Windows has the following information about this file type. This page will help you find software needed to open your file. 



File Type: RAR compressed archive file 

File Extension: .rar 

Description: RAR files contain one or more files that have been compressed and packaged into an archive file. 

Software or information available at: 
RARLAB WinRAR 
WinAce


----------



## Dark lord (Jan 8, 2007)

not able to open it either.downloads not able to read & play. would be better to load it as wma or mp3..........


----------



## Fiyero (Oct 25, 2005)

Is there a way I can attach them to the site or something?


----------



## Fiyero (Oct 25, 2005)

Because of how many files I attach to it, I have to upload it as a zip folder. I am trying this one final time, and if it doesnt work. Forget it.
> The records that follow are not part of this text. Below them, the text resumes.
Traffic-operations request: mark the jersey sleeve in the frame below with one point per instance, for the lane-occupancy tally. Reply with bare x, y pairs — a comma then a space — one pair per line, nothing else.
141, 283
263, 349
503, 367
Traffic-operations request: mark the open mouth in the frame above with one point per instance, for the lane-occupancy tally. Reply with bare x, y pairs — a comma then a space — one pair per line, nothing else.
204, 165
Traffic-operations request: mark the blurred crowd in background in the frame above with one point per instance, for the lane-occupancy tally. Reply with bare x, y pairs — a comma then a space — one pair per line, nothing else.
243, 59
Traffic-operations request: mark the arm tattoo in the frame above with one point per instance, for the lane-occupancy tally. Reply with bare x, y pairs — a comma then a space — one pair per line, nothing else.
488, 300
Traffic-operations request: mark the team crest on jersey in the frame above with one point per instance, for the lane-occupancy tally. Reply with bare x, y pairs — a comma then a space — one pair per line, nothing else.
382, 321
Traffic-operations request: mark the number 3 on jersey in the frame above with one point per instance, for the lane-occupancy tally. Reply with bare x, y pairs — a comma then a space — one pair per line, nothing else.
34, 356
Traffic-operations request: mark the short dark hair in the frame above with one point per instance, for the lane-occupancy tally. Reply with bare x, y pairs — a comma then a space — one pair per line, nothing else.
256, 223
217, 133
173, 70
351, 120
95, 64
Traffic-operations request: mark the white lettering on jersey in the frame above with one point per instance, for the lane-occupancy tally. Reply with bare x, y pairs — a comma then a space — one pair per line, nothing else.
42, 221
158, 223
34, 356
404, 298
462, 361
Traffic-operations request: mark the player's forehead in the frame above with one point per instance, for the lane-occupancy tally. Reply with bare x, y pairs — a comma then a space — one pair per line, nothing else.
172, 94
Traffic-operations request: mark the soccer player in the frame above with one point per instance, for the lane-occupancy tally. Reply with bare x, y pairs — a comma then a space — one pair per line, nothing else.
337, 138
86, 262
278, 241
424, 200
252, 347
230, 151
HM Recreation - http://www.sendspace.com/file/dhoixt

Haunt Audio : http://www.sendspace.com/file/gj0zq8


----------



## Empress Nightshade (Jul 6, 2004)

Yup, it works. Thanks!


----------



## Dark lord (Jan 8, 2007)

Worked great,Thanx !! Could you repost the witches in garden one,was pretty cool,forgot to save that one....... thanks again-DL


----------



## perdidoman (Nov 19, 2007)

Works for me : )


----------



## Fiyero (Oct 25, 2005)

Good to know, Reviews requested.


----------